Understanding how their agency buys airtime and deciding whether the system should remain the same in the future is no mean feat, but the Incorporated Society of British Advertisers is asking its members to do this.

First, some background. If you are a television advertiser your agency will probably have told you of the substantial discount it has achieved off the station average price (SAP) cost per thousand. How is this magical average calculated? You divide all advertisers’ expenditure on airtime on ITV (the demand) by all the viewing of ITV by your target audience (supply). Then you compare this station average cost per thousand viewers with the cost per thousand you paid. Simple.

Except that different sales houses and agencies calculate SAP differently. And SAP is only useful for working out ITV prices. But the ITV SAP is still used as the benchmark for all channels.

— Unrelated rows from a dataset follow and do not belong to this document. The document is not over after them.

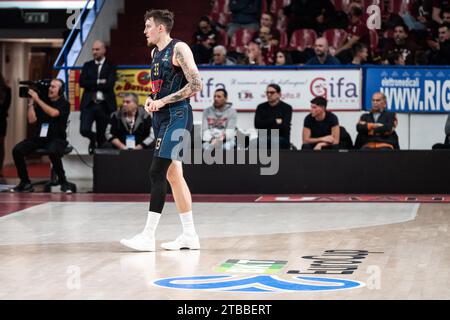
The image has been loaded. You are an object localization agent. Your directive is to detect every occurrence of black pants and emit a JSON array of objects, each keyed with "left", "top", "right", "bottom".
[
  {"left": 12, "top": 138, "right": 68, "bottom": 184},
  {"left": 80, "top": 101, "right": 110, "bottom": 147}
]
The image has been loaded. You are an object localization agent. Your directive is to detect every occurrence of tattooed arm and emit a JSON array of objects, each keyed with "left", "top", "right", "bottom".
[{"left": 146, "top": 42, "right": 202, "bottom": 112}]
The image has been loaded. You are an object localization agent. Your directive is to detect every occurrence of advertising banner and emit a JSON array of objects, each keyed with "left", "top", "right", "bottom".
[
  {"left": 365, "top": 67, "right": 450, "bottom": 113},
  {"left": 69, "top": 68, "right": 362, "bottom": 111}
]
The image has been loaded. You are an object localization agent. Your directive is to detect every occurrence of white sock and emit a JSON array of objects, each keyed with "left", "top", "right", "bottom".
[
  {"left": 179, "top": 211, "right": 197, "bottom": 237},
  {"left": 142, "top": 211, "right": 161, "bottom": 237}
]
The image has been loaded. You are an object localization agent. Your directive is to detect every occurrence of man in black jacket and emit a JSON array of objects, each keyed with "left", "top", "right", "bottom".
[
  {"left": 356, "top": 92, "right": 398, "bottom": 150},
  {"left": 79, "top": 40, "right": 117, "bottom": 154},
  {"left": 254, "top": 84, "right": 292, "bottom": 149},
  {"left": 104, "top": 93, "right": 154, "bottom": 150},
  {"left": 432, "top": 23, "right": 450, "bottom": 65}
]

In this system, virtually everyone gets a discount. Discounts vary hugely, not only by spend and negotiation power, but also by channel and what time the ad appears. A guaranteed share of spend does not guarantee an audience.

The real lunacy of it all is that SAP is not even the real average price paid for a particular audience. While one side of the calculation depends on the viewing by a specific audience, the other side is about money spent on advertising regardless of who the audience is.

Using SAP discount as a primary measure of performance and value hides the true cost of reaching your audience and makes no guarantee about delivering a given weight of advertising for a particular sum of money.

In an inflationary market – one where advertiser demand increases faster than audience supply – this is a nightmare. This is because with the current system the only thing that is guaranteed is the discount, not the absolute price. So there is no brake on the increase of cost nor a safety net to stop weights of advertising falling lower than planned for the advertiser.

So how do you move from Wonderland back to the real world? Focus on absolute price not just discount; get involved in evaluating the relative value – as opposed to the discount – of the different channels and the parts of the day your ad appears. You should also encourage any strategy, including fixed price, which guarantees communication delivery as opposed to discount alone. In short, unlike Alice, care very much indeed about where you are going with your television budgets.